A história aqui difere em duas versões diferentes, na que vemos na peça kabuki, Oume fica loucamente apaixonada por Iemon e sua família envenena Oiwa a fim de tornar o casamento dos dois possível. Em outra versão, é Naosuke quem vê no casamento de Iemon e Oume uma oportunidade perfeita para ficar rico e dá veneno ao samurai para que ele envenene sua esposa. O fato é que este veneno, nas duas versões, desfigura terrivelmente Oiwa que acaba morrendo e levando a vida de seu filho consigo. O corpo dela é jogado no rio pelos samurais e por Naosuke.

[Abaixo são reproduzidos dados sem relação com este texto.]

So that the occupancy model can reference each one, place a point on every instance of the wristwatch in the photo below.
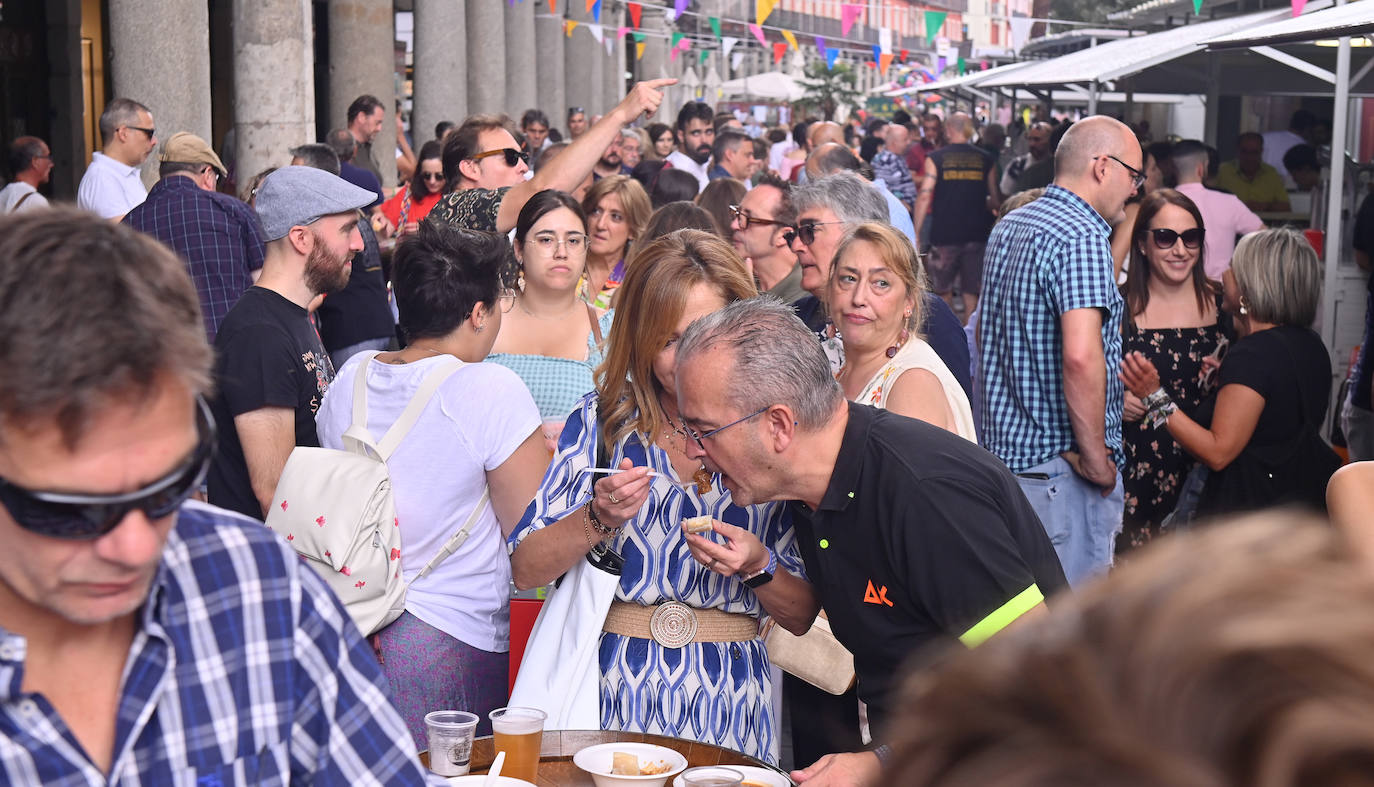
(763, 577)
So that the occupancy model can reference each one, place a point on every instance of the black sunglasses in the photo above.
(511, 155)
(1165, 239)
(87, 517)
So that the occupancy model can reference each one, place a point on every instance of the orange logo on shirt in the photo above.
(880, 596)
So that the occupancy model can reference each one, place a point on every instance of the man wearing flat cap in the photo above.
(271, 368)
(216, 235)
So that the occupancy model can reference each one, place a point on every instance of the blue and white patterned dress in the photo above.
(716, 692)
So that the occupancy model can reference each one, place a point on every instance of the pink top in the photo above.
(1224, 217)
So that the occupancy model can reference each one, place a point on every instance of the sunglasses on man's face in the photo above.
(85, 517)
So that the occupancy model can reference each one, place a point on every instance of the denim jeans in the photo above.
(1080, 522)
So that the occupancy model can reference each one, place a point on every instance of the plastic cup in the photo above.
(451, 740)
(712, 776)
(518, 732)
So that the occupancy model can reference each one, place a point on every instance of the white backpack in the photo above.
(335, 508)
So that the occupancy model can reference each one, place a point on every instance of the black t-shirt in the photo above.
(267, 355)
(921, 537)
(961, 195)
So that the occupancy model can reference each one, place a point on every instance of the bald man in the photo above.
(1051, 344)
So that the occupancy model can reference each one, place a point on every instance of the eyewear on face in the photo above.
(77, 517)
(511, 155)
(1164, 239)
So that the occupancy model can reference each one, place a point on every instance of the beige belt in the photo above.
(673, 624)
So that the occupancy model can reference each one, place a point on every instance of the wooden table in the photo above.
(558, 746)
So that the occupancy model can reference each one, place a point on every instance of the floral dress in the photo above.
(1154, 463)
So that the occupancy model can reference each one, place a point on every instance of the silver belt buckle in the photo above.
(673, 624)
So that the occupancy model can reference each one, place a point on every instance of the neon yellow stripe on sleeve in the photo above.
(1002, 617)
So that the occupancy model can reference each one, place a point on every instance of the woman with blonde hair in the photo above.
(875, 298)
(617, 209)
(715, 688)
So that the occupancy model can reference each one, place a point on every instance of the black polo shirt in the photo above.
(921, 537)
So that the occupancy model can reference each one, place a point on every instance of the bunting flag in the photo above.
(935, 19)
(848, 15)
(763, 8)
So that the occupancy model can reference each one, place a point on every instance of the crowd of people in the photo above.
(922, 378)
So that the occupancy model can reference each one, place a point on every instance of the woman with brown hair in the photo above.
(617, 209)
(1174, 319)
(717, 686)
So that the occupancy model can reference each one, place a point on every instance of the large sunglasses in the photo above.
(1164, 239)
(87, 517)
(511, 155)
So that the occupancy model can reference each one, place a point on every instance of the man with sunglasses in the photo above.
(1050, 322)
(147, 639)
(113, 184)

Logo depois disso, Iemon se casa com Oume, mas no dia do casamento, o fantasma vingador de Oiwa volta para assombrar o samurai e instiga-o – vítima de alucinações – a assassinar sua nova esposa e o pai dela. O fantasma também assediava Naosuke e sua esposa. A esposa de Naosuke é surpreendida com a visita de seu ex-noivo que, tendo sobrevivido à queda da cachoeira, a acusa de adultério. Perturbada, ela consegue pressionar seus dois maridos para dar a sua morte, deixando uma carta na qual ela confessa a Naosuke que ela é de fato sua irmã mais nova, causando o suicídio dele, que confessa seus crimes ao ex-noivo dela.
Iemon, ainda atormentado pelo espírito de Oiwa, fugiu para as montanhas a fim de se isolar de tudo e de todos. Durante uma pesca, ele pescou algo, que não eram peixes, mas sim os corpos de todos aqueles que ele matou que apareceram diante dele no lago. Constantemente assediado pelo fantasma de Oiwa, ele afunda na loucura até conhecer o ex-noivo de Osode, Yomoshichi que finalmente teve sua vingança matando Iemon.
O Fantasma de Oiwa
Oiwa é um onryō, um fantasma que busca vingança. Sua forte paixão por vingança permite que ela volte à Terra. Ela compartilha a maioria dos traços comuns desse estilo de fantasma japonês, incluindo o vestido branco que representa o quimono funerário que ela usava, o cabelo longo e desgrenhado e o rosto branco/índigo que marca um fantasma no teatro kabuki.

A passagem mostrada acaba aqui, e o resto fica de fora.